Gabriel Weymouth, Professor, Department of Maritime and Transport Technology Delft University of Technology, The Netherlands
Flexible analysis methods for high-performance hydrodynamics
Dynamic and shape-changing bodies can produce large induced forces with surprising efficiency, making them an intriguing option for high-performance vehicles but complicating their analysis. In this talk, I discuss a few model systems including tandem flapping foils and unsteady jetting vehicles and show the greatest insights (and fastest predictions) are achieved by combining a range of classically separate analysis techniques. For example, we apply potential flow and oscillator models to interpret underwater robotic dynamics, develop Biot-Savart boundary conditions for unbounded viscous flow simulations, and constrain unsteady machine-learning predictions to be physically and dynamically consistent across a range of time scales.
Prof.
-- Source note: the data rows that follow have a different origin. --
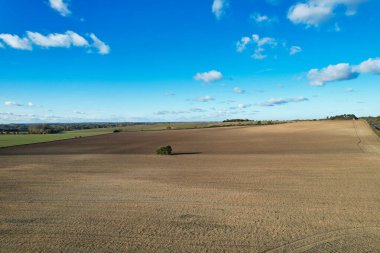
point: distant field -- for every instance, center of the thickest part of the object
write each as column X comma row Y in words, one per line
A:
column 8, row 140
column 298, row 187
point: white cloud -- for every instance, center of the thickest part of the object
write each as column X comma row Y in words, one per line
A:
column 189, row 111
column 67, row 39
column 204, row 99
column 14, row 41
column 369, row 66
column 295, row 50
column 260, row 45
column 343, row 71
column 260, row 19
column 349, row 90
column 244, row 106
column 238, row 90
column 315, row 12
column 219, row 8
column 209, row 76
column 60, row 6
column 11, row 103
column 282, row 101
column 332, row 73
column 100, row 45
column 242, row 44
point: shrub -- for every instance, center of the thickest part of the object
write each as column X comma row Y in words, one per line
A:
column 167, row 150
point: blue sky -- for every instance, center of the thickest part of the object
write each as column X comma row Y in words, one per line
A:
column 170, row 60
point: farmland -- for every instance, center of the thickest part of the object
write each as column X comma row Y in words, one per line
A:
column 304, row 186
column 8, row 140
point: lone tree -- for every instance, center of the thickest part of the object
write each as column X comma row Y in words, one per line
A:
column 166, row 150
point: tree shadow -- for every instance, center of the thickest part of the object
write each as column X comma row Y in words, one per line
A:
column 186, row 153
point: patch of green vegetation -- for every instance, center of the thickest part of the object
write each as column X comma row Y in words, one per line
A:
column 13, row 135
column 7, row 140
column 374, row 122
column 167, row 150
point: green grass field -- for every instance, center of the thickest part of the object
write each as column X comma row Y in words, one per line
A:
column 7, row 140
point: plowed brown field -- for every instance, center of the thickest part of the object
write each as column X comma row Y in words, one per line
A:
column 297, row 187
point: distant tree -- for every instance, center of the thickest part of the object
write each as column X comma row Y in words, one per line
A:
column 166, row 150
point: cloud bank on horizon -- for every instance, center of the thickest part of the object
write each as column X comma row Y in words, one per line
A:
column 268, row 55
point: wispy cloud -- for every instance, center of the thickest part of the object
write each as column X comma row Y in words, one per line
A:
column 60, row 6
column 342, row 72
column 315, row 12
column 332, row 73
column 100, row 45
column 204, row 99
column 282, row 101
column 67, row 39
column 14, row 41
column 219, row 8
column 64, row 40
column 208, row 77
column 238, row 90
column 179, row 112
column 12, row 103
column 261, row 19
column 260, row 45
column 349, row 90
column 295, row 50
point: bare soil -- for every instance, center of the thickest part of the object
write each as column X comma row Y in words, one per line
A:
column 299, row 187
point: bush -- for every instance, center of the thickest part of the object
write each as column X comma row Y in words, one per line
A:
column 167, row 150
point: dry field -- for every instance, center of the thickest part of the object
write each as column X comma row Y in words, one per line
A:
column 297, row 187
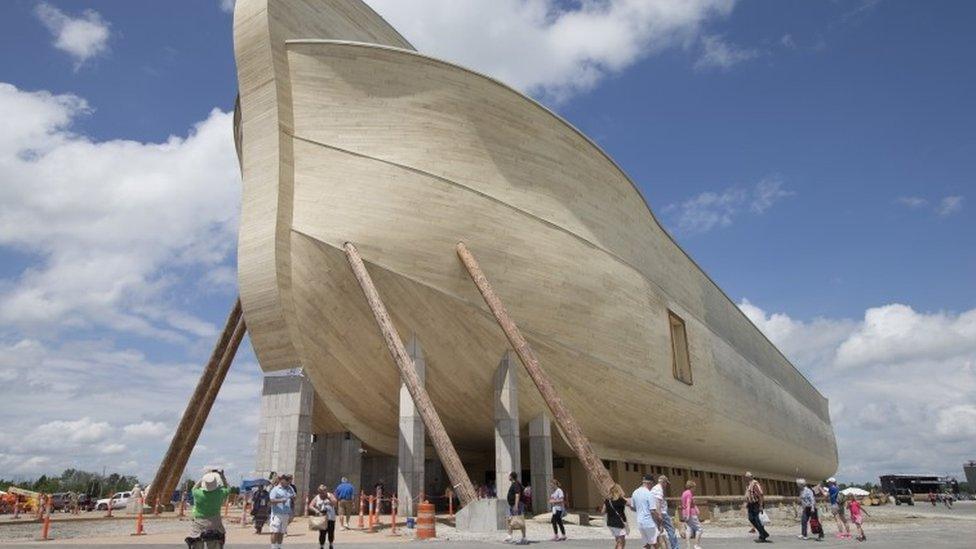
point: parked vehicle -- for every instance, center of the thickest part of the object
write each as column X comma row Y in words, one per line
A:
column 61, row 501
column 85, row 502
column 119, row 501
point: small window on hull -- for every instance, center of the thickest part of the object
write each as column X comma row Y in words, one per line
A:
column 681, row 362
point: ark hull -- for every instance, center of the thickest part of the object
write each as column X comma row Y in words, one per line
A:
column 405, row 155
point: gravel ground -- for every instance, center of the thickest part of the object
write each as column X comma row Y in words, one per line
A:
column 887, row 526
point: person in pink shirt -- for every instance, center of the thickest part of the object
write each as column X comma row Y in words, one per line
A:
column 857, row 517
column 689, row 515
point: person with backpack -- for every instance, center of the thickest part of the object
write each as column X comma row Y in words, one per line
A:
column 516, row 510
column 558, row 501
column 324, row 505
column 689, row 515
column 808, row 504
column 615, row 506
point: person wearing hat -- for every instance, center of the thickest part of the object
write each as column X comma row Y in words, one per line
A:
column 755, row 500
column 209, row 495
column 282, row 505
column 807, row 502
column 837, row 509
column 648, row 519
column 660, row 492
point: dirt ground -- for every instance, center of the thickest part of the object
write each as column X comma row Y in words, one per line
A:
column 890, row 526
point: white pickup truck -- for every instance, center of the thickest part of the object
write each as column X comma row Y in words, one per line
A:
column 119, row 501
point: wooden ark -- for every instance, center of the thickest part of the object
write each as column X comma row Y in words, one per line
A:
column 348, row 134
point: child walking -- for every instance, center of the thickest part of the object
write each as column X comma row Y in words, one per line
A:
column 856, row 513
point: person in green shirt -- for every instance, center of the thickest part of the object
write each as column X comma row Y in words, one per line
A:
column 209, row 495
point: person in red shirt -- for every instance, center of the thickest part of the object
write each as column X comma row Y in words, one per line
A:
column 689, row 515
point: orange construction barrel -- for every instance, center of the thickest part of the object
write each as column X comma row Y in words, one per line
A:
column 425, row 521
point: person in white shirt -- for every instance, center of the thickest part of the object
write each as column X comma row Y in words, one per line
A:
column 282, row 499
column 324, row 505
column 660, row 492
column 648, row 518
column 558, row 501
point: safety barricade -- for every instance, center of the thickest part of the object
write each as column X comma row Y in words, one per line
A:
column 425, row 521
column 46, row 523
column 139, row 518
column 362, row 510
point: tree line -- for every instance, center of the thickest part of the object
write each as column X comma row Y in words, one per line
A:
column 74, row 480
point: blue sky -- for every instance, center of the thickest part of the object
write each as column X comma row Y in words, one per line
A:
column 816, row 159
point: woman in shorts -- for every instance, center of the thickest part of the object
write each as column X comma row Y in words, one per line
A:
column 857, row 517
column 324, row 504
column 615, row 507
column 689, row 514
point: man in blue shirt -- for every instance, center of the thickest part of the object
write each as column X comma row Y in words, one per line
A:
column 837, row 510
column 649, row 520
column 282, row 499
column 344, row 493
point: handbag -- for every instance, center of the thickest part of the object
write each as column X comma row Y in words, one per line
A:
column 622, row 519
Gabriel Weymouth
Gabriel D Weymouth is the Chaired Professor of Ship Hydromechanics in the Mechanical Engineering faculty at TU Delft. He received his BSc from Webb Institute, MSc from the University of Iowa, and PhD from MIT under Dick KP Yue. His research focuses flows with dynamic solid and fluid boundaries and the development of physics-based and machine-learning numerical methods for predicting those flows. These studies enabled the design of many biologically-inspired underwater vehicles, leading to a Guiness World Record in underwater robotics. He has also created many open source packages for teaching and research which have been used in universities world-wide.